Páginas da Revolução

Em Páginas da revolução, lidamos com a juventude pelos olhos de Pereira. O personagem principal é um senhor cuja solidão é disfarçada por suas cotidianas conversas com o retrato da esposa falecida. Vê-se em idade avançada e se maravilha, ainda que com angústia, com uma crônica sobre a morte.

O filme passa-se em Lisboa, no ano de 1936. Antonio de Oliveira Salazar é o presidente de Portugal e a Espanha vive a tensão da Guerra Civil que naquele mesmo ano culminaria na ascensão de Francisco Franco. Está-se, portanto, num contexto de grande tensão nos dois países ibéricos e, numa escala ainda maior de análise, no enraizamento de regimes de extrema direita na Europa (considerando-se, além dos casos espanhol e português, Itália e Alemanha). Pereira, editor de cultura de um jornal lisboeta, decide preparar de antemão alguns necrológios de escritores ainda vivos para não precisar fazê-los às pressas. O personagem procura estabelecer contato com o autor da crônica que lera, supondo ser um homem bastante vivido e culto, ideal para seu projeto. Eles marcam um encontro e Pereira conhece Monteiro Rossi (interpretado por Stefano Dionisi) e sua namorada, Marta (Nicoletta Braschi). Ambos jovens, idealistas, opositores à ditadura de Salazar.

O filme traz elementos importantes sobre juventude e morte. O encontro do casal com o editor dá-se em um baile em que é notável a presença da ditadura salazarista: crianças vestem-se com trajes militarizados e ocorren discursos de exaltação.
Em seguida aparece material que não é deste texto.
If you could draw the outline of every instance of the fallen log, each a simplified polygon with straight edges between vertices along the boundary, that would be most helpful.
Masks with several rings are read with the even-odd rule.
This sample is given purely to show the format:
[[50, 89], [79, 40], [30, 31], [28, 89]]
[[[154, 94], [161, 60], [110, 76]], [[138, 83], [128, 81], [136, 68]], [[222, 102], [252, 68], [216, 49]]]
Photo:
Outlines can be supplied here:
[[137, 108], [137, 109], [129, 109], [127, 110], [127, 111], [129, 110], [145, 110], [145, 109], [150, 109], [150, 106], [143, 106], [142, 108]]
A jovialidade de Rossi e de Marta é intensa, forte. Possuem a poesia de jovens rebeldes, mas estão no papel de contrarrevolucionários. A revolução era vista como a instauração dos regimes totalitários e os que se opunham a isso eram censurados, perseguidos. A imagem de crianças da Juventude Salazarista, no entanto, mostra o caminho escolhido pelo governo para a formação dos jovens em seu território.
A morte, que vem no começo do filme como um acontecimento natural, vai se tornando uma presença constante e carrega aquela mesma poesia do heroísmo de uma morte por uma causa justa. A morte, naquele contexto histórico, é também musa inspiradora dos revolucionários de extrema direita, como o mote de "¡Viva la Muerte!" dos fascistas espanhóis.
Pereira, que se mostra a princípio um senhor pacato, começa a se envolver nesse enfrentamento de forças e ideologias. E enfrenta resistência no próprio prédio, na figura de uma zeladora delatora. Um outro personagem interessante é o barista Manuel que informa Pereira dos acontecimentos da rua, já que o próprio jornalista não entra em contato com essa realidade em seus meios de comunicação fortemente censurados.

Um material à parte para ser analisado são os autores citados ao longo do filme, sobre os quais Monteiro Rossi predispõe-se a escrever. Personagens reais, eles estavam em oposição direta a esses regimes totalitários que se firmavam na península ibérica. Seus poemas carregam o peso da época - aquele início de século XX na Europa.

Baseado no livro "Afirma Pereira", de Antonio Tabucchi.


Título Original: Sostiene Pereira
Ano de lançamento ((Portugal, França, Itália): 1996
Tempo de Duração: 104 minutos
Distribuição: Fábrica de Imagens, Jean Vigo International, K.G. Productions
Direção: Roberto Faenza
Roteiro: Roberto Faenza, Antonio Tabucchi e Sergio Vecchio.